Что ни говори, в Афинах сердце невольно освобождалось от цепей безнадежности и тоски, уступавших место ясности духа, позволяющей властвовать над любыми, самыми разрушительными страстями. Она приехала сюда отдохнуть и развлечься и не станет думать о том, что попусту тревожит душу, мешает спокойной и в общем-то весьма благополучной жизни.

Так она шла все дальше и дальше, позабыв обо всем: о том, что никого не предупредила о своей прогулке, о том, что нельзя идти вот так, одной, без сопровождения мужа или хотя бы рабынь. И в выражении ее лица было все то же, некогда поразившее Гая Эмилия сочетание мечтательности и воли.

Вскоре она вернулась обратно. Как выяснилось, никто не заметил ее отсутствия. Рабыни были заняты домашней работой, а Луций, очевидно, думал, что она у Асконии. Ливия в самом деле прошла к дочери, пожелала ей доброго утра, а потом, пока девочку причесывали и одевали, вернулась в сад и нашла там мужа — на ложе под деревьями, где было устроено что-то наподобие триклиния: в ожидании завтрака он потягивал сильно разбавленное вино. Перед ним стояло блюдо с оливками и свежим сыром.

— Аскония проснулась? — спросил он после обычного приветствия.

— Да, — отвечала Ливия, — ее одевают, скоро она будет здесь.

Луций махнул рукой, приглашая садиться, и Ливия опустилась на край сидения.

— Мы уезжаем? — спросила она.

— Да. Завтра. Меня ждут дела. К тому же мы вроде бы все посмотрели. Правда, я так и не понял, почему ты не пожелала посетить Акрополь.

— Не знаю… Вернее, я хочу, чтобы осталось нечто не увиденное, не познанное, что влекло бы меня сюда, и потом… Кто я такая, чтобы прикасаться к греческим святыням?

— Ты — римлянка, — сказал Луций.

— Римлянка! Все народы ненавидят римлян. Мы растоптали их свободу и ничего не дали взамен.

— Рим всегда был великодушен к Греции, — возразил Луций.

— Это мнимое великодушие. Нельзя судить по Афинам; ты не видел другой Греции — разрушенной, ограбленной, опустошенной. Да, Рим, как никто, способен создавать богатства, но он не умеет их распределять, в результате — все блага одним, а все лишения — другим. И дело не в том, что мы сотнями вывозили их статуи, мы уничтожили величие духа, чувство единения, какими издавна славилась Греция.

Луций выслушал ее со снисходительным молчанием. Потом улыбнулся.

— Речь, достойная выступления в сенате. В целом ты, конечно, права. Только не надо забывать о том, что все на свете не могут быть богатыми и счастливыми, так уж устроен мир.
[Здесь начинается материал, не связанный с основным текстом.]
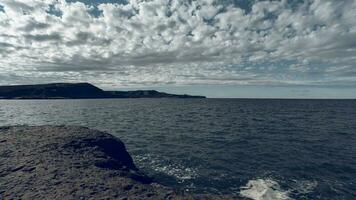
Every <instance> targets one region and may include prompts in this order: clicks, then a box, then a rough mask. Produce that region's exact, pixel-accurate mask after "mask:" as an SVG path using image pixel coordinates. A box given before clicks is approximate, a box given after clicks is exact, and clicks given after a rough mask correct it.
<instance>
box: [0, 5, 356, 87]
mask: <svg viewBox="0 0 356 200" xmlns="http://www.w3.org/2000/svg"><path fill="white" fill-rule="evenodd" d="M245 2H246V1H245ZM245 5H246V6H244V7H242V5H241V3H240V4H239V2H238V1H237V2H235V3H233V2H229V1H215V0H199V1H194V0H193V1H184V0H151V1H148V0H146V1H145V0H128V1H122V2H121V3H112V2H109V3H105V1H98V2H93V3H92V4H88V3H83V2H74V1H71V2H68V1H65V0H42V1H40V0H0V84H9V83H10V84H11V83H12V84H13V83H31V82H36V81H37V82H49V81H50V82H53V81H90V82H93V83H96V84H99V85H104V86H132V85H133V86H145V85H162V84H173V85H184V84H188V85H189V84H237V85H320V86H356V1H354V0H343V1H334V0H305V1H298V2H297V1H288V0H282V1H250V2H249V3H245Z"/></svg>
Что касается Рима, в нем осталось ровно столько жестокости, сколько необходимо для того, чтобы быть справедливым. Да, если воля какого-либо народа истощается, он умирает, но в этом повинен не Рим. Это просто история. Женщины не умеют рассуждать о политике: они или повторяют то, что где-то слышали, или сравнивают свои представления о жизни людей в семье и обществе с законами развития мира.

Пришла Аскония, и Луций объявил ей, что они уезжают в Рим. Девочка обрадовалась: ей надоела афинская жара, и она соскучилась по своим игрушкам.

После завтрака Ливия все-таки решила подняться на холм — одна. В день перед отъездом Луций был поглощен делами — он сразу куда-то ушел, две служанки тоже сбились с ног от домашних хлопот, Аскония обычно проводила утренние часы с няней, и Ливия беспрепятственно покинула дом. Она оделась очень скромно и накинула на голову полупрозрачное покрывало для защиты от солнца и пыли.